In FIG. 3, when the address inverter buffer circuit shifts from selected operation to non-selected operation, that is, when the CS terminal changes from high potential to low potential and the terminal changes from low potential to high potential, transistor Q1 , Q4, and Q7 are turned off, cutting off the current path. Also, transistors Q14 and Q15 are turned on, and nodes 4 and 6 have a low potential.
At this time, the address inverter buffer circuit output, which was at the power supply _Vcc level in the previous cycle, becomes a floating state. The output, which is at a low potential, tries to rise by the threshold voltage of the depresion type MOS transistor. When transistor Q16 turns on at this point, it pulls down the output, which is floating at the power supply level, and also
The output that is at a low potential is pulled up, resulting in the complementary output being at a potential midway between the power supply potential and ground potential.
Transistors Q17 and Q18 are transistors that create a minute current path between the complementary output and ground to prevent the complementary output from floating when the power supply _Vcc fluctuates. When the output is not selected, the potential can be kept at a potential that is increased by the threshold voltage of the depletion type MOS transistor. As a result, since the fall of the output falls below the intermediate level when not selected, the fall time can be made faster.

FIG. 4 shows the output waveform of the address inverter buffer circuit of FIG. 3, where the dotted line waveform shows the corresponding waveform of FIG. B in the same figure is the second
This figure shows the relationship between the decoder output waveforms, and it can be seen that the rise characteristics of the decoder output are improved by adding the output reset circuit of the present invention.

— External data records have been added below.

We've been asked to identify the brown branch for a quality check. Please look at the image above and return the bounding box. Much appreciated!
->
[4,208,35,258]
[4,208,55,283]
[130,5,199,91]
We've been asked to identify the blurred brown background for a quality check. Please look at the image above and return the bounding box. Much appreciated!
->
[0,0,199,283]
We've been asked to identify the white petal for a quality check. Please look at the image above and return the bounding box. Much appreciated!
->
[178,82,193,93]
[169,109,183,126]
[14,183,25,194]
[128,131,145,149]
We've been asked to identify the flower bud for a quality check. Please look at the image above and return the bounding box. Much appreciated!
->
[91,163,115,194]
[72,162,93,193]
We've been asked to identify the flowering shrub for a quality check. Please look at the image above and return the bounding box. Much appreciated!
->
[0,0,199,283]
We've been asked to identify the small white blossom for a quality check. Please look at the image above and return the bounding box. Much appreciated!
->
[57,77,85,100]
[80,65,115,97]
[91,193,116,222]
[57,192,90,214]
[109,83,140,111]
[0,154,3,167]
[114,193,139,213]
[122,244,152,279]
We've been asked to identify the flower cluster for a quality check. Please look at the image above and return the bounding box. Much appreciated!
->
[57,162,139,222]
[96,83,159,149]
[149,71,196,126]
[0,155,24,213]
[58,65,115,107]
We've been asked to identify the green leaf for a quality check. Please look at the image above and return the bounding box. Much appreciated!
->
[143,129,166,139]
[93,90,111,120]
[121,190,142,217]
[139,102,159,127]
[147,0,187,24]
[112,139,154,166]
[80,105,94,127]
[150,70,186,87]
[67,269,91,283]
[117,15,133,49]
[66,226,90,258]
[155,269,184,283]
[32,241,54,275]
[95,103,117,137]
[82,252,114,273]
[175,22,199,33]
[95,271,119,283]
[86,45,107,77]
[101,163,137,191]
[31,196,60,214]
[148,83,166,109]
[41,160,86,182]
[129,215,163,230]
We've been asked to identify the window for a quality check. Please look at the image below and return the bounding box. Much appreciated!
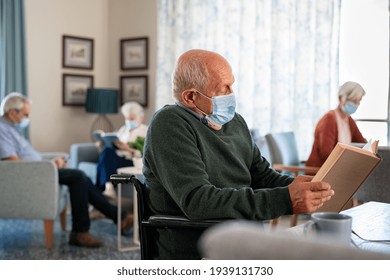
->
[340,0,390,145]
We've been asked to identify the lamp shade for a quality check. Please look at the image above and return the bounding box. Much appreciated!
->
[85,88,119,114]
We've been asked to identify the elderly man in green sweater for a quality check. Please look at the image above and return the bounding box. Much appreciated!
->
[143,50,334,259]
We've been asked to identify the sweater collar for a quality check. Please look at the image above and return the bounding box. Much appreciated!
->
[175,102,209,126]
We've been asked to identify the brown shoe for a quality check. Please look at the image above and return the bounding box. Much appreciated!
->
[69,231,103,248]
[121,214,134,235]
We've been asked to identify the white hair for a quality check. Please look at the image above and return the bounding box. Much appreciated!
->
[121,102,145,118]
[339,81,366,101]
[0,92,31,116]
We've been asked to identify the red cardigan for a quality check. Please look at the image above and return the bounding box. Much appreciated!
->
[306,110,367,167]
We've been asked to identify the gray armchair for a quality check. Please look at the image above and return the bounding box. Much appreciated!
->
[0,160,68,249]
[198,220,390,260]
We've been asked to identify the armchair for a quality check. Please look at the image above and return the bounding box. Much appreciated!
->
[0,160,68,249]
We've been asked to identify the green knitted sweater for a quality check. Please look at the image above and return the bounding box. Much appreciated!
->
[143,105,293,258]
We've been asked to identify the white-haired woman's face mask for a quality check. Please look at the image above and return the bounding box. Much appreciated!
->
[341,96,363,115]
[125,114,143,130]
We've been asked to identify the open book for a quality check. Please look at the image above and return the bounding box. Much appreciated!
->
[312,140,382,212]
[92,130,119,148]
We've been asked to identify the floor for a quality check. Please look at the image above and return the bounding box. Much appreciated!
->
[0,212,305,260]
[0,213,140,260]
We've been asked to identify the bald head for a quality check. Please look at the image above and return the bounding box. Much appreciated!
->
[172,49,231,101]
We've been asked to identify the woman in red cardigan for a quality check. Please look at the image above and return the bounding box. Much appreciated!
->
[306,82,367,167]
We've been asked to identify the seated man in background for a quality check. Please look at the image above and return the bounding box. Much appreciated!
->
[143,50,334,259]
[306,82,367,167]
[96,102,148,190]
[0,93,133,247]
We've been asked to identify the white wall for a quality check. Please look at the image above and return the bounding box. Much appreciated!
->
[25,0,157,152]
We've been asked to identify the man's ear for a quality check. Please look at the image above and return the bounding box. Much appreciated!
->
[181,89,196,108]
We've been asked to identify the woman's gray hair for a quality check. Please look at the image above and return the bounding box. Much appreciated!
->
[0,92,31,116]
[339,81,366,101]
[172,53,209,102]
[121,102,145,118]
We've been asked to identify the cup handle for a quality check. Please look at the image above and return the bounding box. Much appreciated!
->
[303,221,315,238]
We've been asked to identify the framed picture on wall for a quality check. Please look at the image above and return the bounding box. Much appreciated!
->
[62,35,93,70]
[120,37,148,70]
[120,75,148,107]
[62,74,93,106]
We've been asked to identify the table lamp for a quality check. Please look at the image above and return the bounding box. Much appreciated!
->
[85,88,119,134]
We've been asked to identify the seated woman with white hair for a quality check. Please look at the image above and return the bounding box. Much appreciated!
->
[306,81,367,167]
[96,102,148,190]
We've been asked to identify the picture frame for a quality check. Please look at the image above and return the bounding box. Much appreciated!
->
[62,74,94,106]
[62,35,94,70]
[120,75,148,107]
[120,37,149,70]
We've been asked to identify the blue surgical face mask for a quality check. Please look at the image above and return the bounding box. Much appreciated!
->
[125,120,138,130]
[15,118,30,130]
[198,91,236,126]
[341,102,359,115]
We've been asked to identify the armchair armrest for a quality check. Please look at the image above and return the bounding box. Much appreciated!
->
[69,142,99,168]
[0,160,60,219]
[40,152,69,160]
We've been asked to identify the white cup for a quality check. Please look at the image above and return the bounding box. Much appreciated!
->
[304,212,352,245]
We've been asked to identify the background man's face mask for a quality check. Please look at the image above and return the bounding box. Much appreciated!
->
[125,120,138,130]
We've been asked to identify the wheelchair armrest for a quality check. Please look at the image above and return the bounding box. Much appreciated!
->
[145,215,226,228]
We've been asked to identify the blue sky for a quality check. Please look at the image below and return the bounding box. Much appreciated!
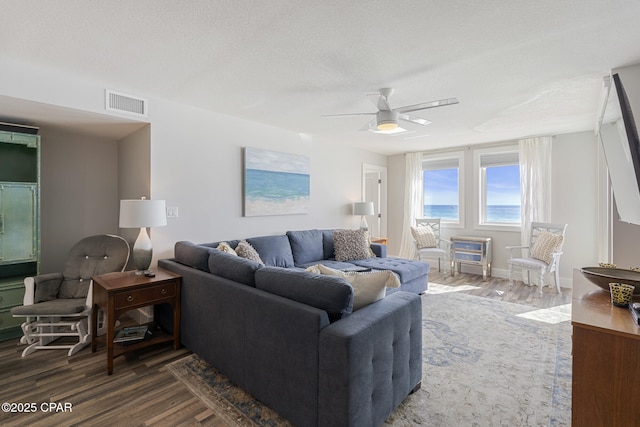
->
[424,165,520,205]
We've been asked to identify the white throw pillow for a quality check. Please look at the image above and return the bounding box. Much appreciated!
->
[411,224,438,249]
[216,242,238,256]
[531,231,562,264]
[236,240,264,264]
[307,264,400,311]
[333,229,375,261]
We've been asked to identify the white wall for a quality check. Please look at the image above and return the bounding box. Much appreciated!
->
[151,100,386,259]
[387,132,597,287]
[0,57,386,271]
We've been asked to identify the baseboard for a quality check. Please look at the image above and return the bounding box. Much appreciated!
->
[429,260,573,289]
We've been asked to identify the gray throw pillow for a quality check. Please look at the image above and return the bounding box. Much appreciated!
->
[236,240,264,264]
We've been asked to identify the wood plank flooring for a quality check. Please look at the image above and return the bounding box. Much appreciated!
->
[0,271,571,427]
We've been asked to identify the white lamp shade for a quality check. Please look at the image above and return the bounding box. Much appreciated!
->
[353,202,374,215]
[120,199,167,228]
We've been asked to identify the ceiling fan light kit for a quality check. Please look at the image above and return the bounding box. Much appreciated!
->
[376,110,399,130]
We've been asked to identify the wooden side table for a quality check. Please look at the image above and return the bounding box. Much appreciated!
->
[91,268,182,375]
[571,269,640,427]
[450,236,492,280]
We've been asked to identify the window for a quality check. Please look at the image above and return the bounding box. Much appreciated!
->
[422,152,464,225]
[475,148,520,227]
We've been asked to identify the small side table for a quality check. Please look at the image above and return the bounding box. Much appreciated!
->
[449,236,492,280]
[91,268,182,375]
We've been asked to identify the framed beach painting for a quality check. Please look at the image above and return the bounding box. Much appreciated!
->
[244,147,310,216]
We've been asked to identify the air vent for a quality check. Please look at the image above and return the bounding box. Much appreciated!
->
[105,89,147,117]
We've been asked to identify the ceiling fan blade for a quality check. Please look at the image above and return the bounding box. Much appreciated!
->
[396,98,458,113]
[398,114,431,126]
[320,113,376,119]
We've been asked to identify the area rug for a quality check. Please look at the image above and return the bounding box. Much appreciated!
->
[168,292,571,427]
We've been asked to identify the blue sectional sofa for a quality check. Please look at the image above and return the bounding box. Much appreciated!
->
[157,230,428,426]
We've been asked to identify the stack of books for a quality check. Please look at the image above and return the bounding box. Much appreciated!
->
[629,302,640,325]
[113,325,151,343]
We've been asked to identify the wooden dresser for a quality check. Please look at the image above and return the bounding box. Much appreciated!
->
[571,269,640,427]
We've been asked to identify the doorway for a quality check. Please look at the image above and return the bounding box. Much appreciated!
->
[362,163,387,241]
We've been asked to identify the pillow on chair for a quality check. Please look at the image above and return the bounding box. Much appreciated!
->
[531,231,562,264]
[411,225,438,249]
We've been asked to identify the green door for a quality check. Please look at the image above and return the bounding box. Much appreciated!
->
[0,182,38,264]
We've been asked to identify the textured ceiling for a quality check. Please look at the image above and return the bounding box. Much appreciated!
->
[0,0,640,154]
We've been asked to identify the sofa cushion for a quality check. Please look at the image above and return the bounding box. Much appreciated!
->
[255,267,353,322]
[351,257,429,284]
[287,230,325,266]
[333,229,372,261]
[296,259,360,270]
[248,234,294,268]
[208,249,262,287]
[307,264,400,311]
[320,230,336,259]
[174,241,212,271]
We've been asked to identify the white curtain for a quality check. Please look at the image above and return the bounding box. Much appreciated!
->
[399,153,424,259]
[518,136,552,246]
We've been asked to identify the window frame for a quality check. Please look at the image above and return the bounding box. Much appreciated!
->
[473,144,522,231]
[422,151,466,228]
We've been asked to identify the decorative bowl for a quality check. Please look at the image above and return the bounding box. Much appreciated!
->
[580,267,640,295]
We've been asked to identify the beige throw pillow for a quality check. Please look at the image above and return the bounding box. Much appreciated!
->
[216,242,238,255]
[236,240,264,265]
[307,264,400,311]
[333,230,375,261]
[411,224,438,249]
[531,231,562,264]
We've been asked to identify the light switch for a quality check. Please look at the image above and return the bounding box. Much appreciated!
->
[167,206,178,218]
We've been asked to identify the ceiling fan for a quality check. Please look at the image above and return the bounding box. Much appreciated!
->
[322,87,458,131]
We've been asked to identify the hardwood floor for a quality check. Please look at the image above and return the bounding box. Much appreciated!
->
[0,271,571,426]
[429,268,571,308]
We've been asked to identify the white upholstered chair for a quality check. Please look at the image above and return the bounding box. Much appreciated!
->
[11,234,129,357]
[506,222,567,294]
[411,218,451,273]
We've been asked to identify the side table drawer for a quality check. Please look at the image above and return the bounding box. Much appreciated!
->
[0,285,24,309]
[114,283,176,310]
[453,242,484,252]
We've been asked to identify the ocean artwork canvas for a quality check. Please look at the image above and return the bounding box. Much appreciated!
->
[244,147,311,216]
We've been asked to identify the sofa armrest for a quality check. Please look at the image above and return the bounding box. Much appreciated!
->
[371,243,387,258]
[318,292,422,426]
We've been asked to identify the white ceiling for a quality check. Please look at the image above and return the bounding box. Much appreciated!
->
[0,0,640,154]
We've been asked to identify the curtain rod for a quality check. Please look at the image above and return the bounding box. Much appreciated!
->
[404,135,556,155]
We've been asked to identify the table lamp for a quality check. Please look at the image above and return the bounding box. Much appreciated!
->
[120,197,167,274]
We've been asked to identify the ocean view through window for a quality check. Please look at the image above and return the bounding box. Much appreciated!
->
[481,160,520,224]
[423,167,460,222]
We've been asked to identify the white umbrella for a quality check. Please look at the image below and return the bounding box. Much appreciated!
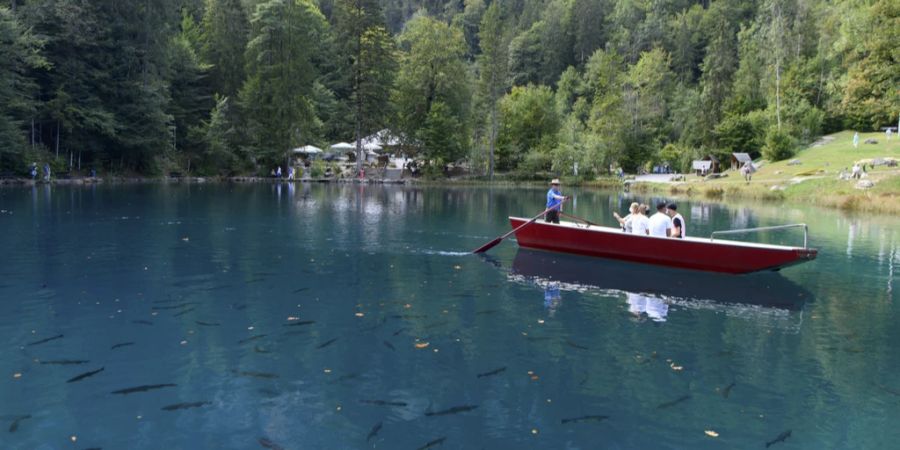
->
[294,145,322,155]
[331,142,356,150]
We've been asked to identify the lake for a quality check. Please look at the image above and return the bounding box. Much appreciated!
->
[0,184,900,449]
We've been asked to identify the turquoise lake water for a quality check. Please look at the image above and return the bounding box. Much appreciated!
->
[0,184,900,449]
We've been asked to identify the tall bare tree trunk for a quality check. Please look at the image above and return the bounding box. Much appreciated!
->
[353,2,365,176]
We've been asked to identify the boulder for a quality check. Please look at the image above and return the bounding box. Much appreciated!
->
[856,180,875,189]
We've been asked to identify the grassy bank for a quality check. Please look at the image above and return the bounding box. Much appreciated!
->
[632,131,900,214]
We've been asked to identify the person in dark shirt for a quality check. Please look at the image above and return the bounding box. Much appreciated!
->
[544,178,566,223]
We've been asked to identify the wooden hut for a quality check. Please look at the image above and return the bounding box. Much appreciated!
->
[731,153,753,170]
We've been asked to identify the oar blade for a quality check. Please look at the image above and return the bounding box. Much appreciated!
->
[472,237,503,253]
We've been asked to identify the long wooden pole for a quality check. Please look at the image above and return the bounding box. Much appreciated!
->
[472,197,568,253]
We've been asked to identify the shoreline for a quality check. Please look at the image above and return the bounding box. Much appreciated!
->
[0,176,900,214]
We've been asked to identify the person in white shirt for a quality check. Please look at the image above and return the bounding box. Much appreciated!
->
[613,203,640,233]
[666,203,687,239]
[650,202,672,237]
[630,206,650,236]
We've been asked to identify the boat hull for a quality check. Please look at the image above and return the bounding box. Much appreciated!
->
[509,217,817,274]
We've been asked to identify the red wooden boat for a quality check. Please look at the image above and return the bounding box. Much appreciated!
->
[509,217,818,274]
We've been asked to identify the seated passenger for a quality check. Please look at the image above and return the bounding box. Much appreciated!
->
[650,202,672,237]
[666,203,687,239]
[613,203,640,233]
[631,205,650,236]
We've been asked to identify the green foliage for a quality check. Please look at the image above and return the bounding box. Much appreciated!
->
[0,0,900,176]
[715,115,765,155]
[240,0,328,167]
[0,7,47,170]
[762,126,795,161]
[393,16,470,161]
[841,0,900,130]
[497,85,561,170]
[199,0,250,96]
[331,0,397,169]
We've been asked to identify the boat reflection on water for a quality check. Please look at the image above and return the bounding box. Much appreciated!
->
[510,248,812,322]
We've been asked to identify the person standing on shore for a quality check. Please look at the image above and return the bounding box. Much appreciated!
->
[666,203,687,239]
[544,178,567,223]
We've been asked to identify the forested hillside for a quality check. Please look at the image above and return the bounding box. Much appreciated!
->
[0,0,900,176]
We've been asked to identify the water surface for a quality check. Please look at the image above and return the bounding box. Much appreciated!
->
[0,184,900,449]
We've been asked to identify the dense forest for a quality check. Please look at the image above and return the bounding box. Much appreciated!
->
[0,0,900,177]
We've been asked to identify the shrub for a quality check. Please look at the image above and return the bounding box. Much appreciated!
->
[310,159,325,178]
[763,127,794,161]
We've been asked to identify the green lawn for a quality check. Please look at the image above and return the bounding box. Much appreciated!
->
[646,131,900,213]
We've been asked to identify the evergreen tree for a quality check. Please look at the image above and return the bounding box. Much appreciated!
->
[335,0,396,172]
[240,0,328,167]
[200,0,250,96]
[394,15,470,166]
[0,3,46,170]
[478,2,509,179]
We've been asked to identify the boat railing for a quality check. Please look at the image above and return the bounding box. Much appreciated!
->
[709,223,809,248]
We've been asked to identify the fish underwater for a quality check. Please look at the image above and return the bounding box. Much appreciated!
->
[40,359,90,366]
[425,405,478,417]
[560,415,609,424]
[476,366,506,378]
[656,395,691,409]
[27,334,63,347]
[316,338,338,348]
[359,400,406,406]
[112,383,178,395]
[766,430,791,448]
[66,367,105,383]
[258,438,284,450]
[232,370,278,379]
[160,402,212,411]
[238,334,268,344]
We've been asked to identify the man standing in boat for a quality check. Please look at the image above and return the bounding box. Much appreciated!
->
[544,178,567,223]
[650,202,672,237]
[666,202,687,238]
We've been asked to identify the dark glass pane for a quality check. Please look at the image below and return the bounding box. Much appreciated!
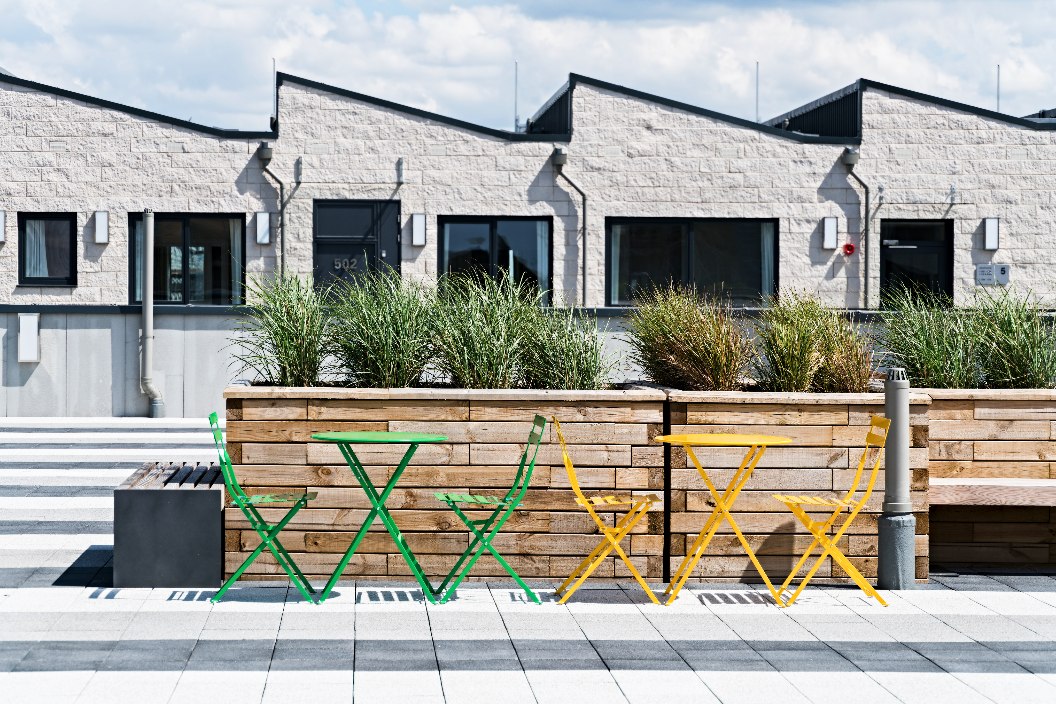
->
[880,221,946,243]
[693,221,774,305]
[495,220,550,289]
[315,203,377,239]
[22,218,74,279]
[880,221,954,296]
[440,223,491,274]
[884,247,950,293]
[187,217,242,305]
[609,223,687,305]
[154,217,184,303]
[315,240,378,285]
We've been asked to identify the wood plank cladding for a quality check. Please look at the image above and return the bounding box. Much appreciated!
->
[668,392,929,583]
[926,389,1056,565]
[225,387,666,583]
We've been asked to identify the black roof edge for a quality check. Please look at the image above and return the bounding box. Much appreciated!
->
[276,72,570,141]
[528,80,572,122]
[763,80,862,127]
[859,78,1056,130]
[0,74,277,139]
[767,78,1056,134]
[568,73,861,145]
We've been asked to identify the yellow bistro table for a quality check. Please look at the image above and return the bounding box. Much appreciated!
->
[655,433,792,606]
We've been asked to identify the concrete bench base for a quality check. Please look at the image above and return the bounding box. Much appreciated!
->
[114,462,224,588]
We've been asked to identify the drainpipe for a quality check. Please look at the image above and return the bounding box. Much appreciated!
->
[257,141,286,275]
[139,208,165,418]
[841,147,870,308]
[550,147,587,308]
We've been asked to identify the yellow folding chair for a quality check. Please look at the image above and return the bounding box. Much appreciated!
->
[553,418,660,604]
[773,416,891,606]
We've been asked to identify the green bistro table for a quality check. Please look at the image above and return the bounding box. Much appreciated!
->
[312,431,448,604]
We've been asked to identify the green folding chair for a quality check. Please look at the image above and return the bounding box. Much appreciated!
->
[209,413,316,604]
[435,416,546,604]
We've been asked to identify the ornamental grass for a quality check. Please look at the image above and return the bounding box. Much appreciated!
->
[232,274,331,386]
[627,286,753,391]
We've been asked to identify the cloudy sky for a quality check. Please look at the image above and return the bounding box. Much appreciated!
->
[0,0,1056,129]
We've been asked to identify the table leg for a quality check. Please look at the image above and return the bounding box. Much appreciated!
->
[319,443,434,604]
[693,445,785,606]
[664,445,755,596]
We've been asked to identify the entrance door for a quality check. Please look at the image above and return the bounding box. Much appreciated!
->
[313,201,400,285]
[880,220,954,299]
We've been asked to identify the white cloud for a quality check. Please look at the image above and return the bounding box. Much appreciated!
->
[0,0,1056,129]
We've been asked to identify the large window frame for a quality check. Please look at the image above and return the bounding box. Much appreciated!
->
[436,215,553,304]
[18,212,80,288]
[129,212,246,307]
[605,216,780,307]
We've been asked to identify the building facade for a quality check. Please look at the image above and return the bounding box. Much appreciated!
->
[0,68,1056,416]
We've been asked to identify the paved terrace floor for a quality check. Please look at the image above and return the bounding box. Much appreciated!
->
[0,574,1056,704]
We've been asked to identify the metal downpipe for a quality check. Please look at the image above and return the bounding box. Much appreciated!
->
[139,208,165,418]
[262,166,286,275]
[554,166,587,308]
[847,169,870,310]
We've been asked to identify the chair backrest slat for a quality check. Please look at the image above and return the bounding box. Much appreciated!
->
[504,414,546,503]
[551,417,601,521]
[209,413,246,498]
[843,416,891,509]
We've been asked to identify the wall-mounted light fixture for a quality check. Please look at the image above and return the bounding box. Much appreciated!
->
[983,217,1001,249]
[95,210,110,245]
[257,141,274,169]
[257,212,271,245]
[411,212,426,247]
[822,215,840,249]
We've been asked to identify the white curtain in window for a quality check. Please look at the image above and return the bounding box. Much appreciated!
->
[227,217,242,303]
[132,220,144,303]
[25,220,49,278]
[759,223,774,299]
[535,220,550,289]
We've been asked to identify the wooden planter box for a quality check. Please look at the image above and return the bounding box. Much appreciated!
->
[224,386,666,579]
[924,388,1056,565]
[668,391,930,582]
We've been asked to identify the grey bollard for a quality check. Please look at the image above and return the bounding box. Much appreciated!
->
[876,367,917,589]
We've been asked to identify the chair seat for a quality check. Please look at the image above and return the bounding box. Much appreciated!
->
[238,492,319,506]
[773,494,851,509]
[433,494,508,506]
[576,494,660,507]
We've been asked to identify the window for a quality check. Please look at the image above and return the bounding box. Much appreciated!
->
[880,220,954,299]
[129,214,246,305]
[18,213,77,286]
[439,217,552,291]
[606,217,777,306]
[313,201,400,286]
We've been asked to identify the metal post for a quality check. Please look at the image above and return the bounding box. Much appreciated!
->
[876,367,917,589]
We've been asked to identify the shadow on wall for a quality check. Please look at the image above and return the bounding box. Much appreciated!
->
[809,157,875,308]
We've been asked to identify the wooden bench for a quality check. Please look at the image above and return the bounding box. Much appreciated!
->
[114,462,224,588]
[928,477,1056,507]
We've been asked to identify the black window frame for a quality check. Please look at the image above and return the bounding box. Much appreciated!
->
[312,198,403,287]
[605,215,781,308]
[128,212,247,308]
[436,215,553,305]
[18,212,80,288]
[876,217,957,305]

As explained above, in the address inverter buffer circuit of the present invention, the output of the address inverter buffer circuit is not in the floating state of the power supply level when not selected, but is set to an intermediate potential between the power supply potential and the ground potential. Depression type MOS
Because it can be set to a potential that is increased by the threshold voltage of the transistor, the falling characteristics of the address inverter buffer output can be improved in the next cycle.
As a result, it has the excellent feature that the decoder circuit output rises quickly, and also has the excellent feature of being resistant to power supply fluctuations.

[Brief explanation of the drawing]

Figure 1 shows a conventional output transistor in which power consumption is controlled by an external signal and the output transistor is a depreciation type.
FIG. 3 is a diagram showing an address inverter buffer circuit using MOS transistors. 2 is a diagram showing a decoder circuit, FIG. 3 is a diagram showing the same address inverter buffer circuit as in FIG. 1 with an output reset circuit of the present invention, and FIG. 3 is a diagram showing operating waveforms of the address inverter buffer circuit and the decoder circuit of FIG. 2. FIG. Q2, Q5, Q8, Q10, Q12...depression type MOS transistor, Q1, Q3, Q
4, Q6, Q7, Q9, Q11, Q13, Q1
4, Q15...Enhancement type MOS transistor.

Claims (1)

[Claims] 1 The drain and source are connected between the complementary outputs of an address inverter buffer circuit whose power consumption is controlled by an external selection signal and which uses a depletion type MOS transistor as the load transistor in the output section, and a conduction signal is applied when it is not selected. An address inverter buffer circuit comprising a first transistor having a gate terminal, and second and third depletion type MOS transistors having drains connected to respective complementary outputs and having gate and source terminals connected to a reference voltage source.